Türkiye bilmem kaç bin prefabrik ev yapmak, şu kadar kalıcı konut sağlamak, bu kadar trilyonluk yardım yapmakla deprem kurbanlarına karşı sorumluluğunu yerine getirmiş sayılacak.
Ama depremin bu yönüyle de toplumumuzun adalet duygusunu da yerle bir edeceğini göremeyeceğiz.
Aradan bir yıl geçtikten sonra görülüyor ki Adalet Bakanlığı, depremin yol açtığı yıkımın sorumlularının cezalandırılması için kılını bile kıpırdatamıyor. Ağır işleyen yargı sistemimizin arkasına saklanarak görevini yaptığını düşünüyor.

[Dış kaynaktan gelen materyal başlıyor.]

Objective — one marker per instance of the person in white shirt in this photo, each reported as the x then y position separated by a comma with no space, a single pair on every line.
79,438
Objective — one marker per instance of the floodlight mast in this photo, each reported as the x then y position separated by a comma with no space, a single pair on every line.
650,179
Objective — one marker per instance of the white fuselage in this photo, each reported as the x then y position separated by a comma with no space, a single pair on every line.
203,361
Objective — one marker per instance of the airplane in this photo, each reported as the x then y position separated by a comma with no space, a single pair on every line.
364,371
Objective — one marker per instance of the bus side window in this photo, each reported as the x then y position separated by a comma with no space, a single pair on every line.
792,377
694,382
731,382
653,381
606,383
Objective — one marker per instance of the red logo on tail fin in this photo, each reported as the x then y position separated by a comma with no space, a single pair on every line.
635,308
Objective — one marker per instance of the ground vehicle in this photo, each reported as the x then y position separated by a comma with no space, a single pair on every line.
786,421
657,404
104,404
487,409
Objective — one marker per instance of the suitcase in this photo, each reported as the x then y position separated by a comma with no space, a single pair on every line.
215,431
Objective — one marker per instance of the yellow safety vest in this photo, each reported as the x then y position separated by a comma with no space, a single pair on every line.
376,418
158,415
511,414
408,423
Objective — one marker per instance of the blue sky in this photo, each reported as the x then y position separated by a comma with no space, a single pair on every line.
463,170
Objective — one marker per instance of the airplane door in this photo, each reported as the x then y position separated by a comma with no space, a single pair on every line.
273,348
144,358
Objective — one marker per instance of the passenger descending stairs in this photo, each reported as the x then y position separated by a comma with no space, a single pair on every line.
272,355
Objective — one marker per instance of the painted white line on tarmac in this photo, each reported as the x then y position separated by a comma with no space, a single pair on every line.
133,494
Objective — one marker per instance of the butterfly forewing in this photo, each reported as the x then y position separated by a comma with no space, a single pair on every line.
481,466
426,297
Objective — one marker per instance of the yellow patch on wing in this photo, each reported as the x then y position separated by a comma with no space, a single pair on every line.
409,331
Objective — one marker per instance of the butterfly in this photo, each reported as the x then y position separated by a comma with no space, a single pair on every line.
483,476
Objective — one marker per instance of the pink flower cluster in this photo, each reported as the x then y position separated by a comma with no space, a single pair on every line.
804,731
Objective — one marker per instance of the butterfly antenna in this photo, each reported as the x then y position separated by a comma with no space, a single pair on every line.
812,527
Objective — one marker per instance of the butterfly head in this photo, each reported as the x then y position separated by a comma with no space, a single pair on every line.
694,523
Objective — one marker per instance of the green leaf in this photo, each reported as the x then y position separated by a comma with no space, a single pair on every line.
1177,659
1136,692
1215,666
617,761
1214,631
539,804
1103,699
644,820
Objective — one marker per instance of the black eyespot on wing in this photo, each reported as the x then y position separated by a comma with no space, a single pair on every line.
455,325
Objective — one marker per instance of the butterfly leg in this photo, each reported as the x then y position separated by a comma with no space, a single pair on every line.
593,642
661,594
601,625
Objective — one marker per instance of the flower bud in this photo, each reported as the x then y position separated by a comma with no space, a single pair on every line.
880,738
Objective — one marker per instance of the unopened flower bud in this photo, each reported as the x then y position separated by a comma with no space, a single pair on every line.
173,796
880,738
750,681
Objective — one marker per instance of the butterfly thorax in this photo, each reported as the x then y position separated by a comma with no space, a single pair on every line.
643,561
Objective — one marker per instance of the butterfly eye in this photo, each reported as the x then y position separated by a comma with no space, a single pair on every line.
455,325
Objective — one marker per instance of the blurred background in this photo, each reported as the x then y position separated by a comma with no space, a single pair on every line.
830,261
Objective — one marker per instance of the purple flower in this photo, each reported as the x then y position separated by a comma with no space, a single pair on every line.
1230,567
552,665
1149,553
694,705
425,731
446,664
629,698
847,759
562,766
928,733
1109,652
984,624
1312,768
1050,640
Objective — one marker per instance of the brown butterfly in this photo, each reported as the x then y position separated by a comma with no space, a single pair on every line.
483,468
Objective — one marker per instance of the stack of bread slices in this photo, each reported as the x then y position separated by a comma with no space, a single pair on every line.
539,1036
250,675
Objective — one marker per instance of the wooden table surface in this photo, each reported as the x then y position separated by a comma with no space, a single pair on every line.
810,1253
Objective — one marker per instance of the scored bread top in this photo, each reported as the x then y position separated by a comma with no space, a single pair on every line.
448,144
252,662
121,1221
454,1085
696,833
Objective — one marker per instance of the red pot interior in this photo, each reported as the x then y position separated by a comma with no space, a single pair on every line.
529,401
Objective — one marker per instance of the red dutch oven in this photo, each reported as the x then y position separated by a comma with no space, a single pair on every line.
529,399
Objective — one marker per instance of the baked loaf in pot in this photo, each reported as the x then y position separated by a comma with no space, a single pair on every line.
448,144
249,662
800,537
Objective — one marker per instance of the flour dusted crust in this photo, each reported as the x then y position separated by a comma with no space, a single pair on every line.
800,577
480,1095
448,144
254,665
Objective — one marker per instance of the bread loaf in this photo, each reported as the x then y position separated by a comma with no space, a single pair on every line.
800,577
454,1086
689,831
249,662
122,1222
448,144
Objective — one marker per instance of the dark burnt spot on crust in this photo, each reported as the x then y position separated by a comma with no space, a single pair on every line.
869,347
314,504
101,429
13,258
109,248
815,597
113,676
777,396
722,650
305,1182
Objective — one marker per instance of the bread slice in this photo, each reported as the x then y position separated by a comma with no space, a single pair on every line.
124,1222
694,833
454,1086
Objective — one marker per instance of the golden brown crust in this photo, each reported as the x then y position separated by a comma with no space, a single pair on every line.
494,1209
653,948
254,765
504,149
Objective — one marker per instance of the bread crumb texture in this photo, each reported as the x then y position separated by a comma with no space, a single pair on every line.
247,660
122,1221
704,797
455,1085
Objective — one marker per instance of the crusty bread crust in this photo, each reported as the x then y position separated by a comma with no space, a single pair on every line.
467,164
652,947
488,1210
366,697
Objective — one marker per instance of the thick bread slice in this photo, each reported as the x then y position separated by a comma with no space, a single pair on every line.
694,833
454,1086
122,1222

Geçen yıl yaptığım teklifi yineliyorum. Yetkililerin aldırmayacağını bilsem de yineliyorum:
Bölgede yargının işinin hızlı yürütmesini sağlayacak düzenlemeler için vakit hâlâ var. Deprem bölgesinde görevli savcı ve mahkeme sayısını artırmak, bazı mahkemeleri sadece deprem hasarlarıyla ilgili davalara bakacak şekilde görevlendirmek mümkün.
Tek bir talebimiz var: Suçlular hiç olmazsa bu kez yakalarını yasaların elinden kolayca kurtaramasınlar.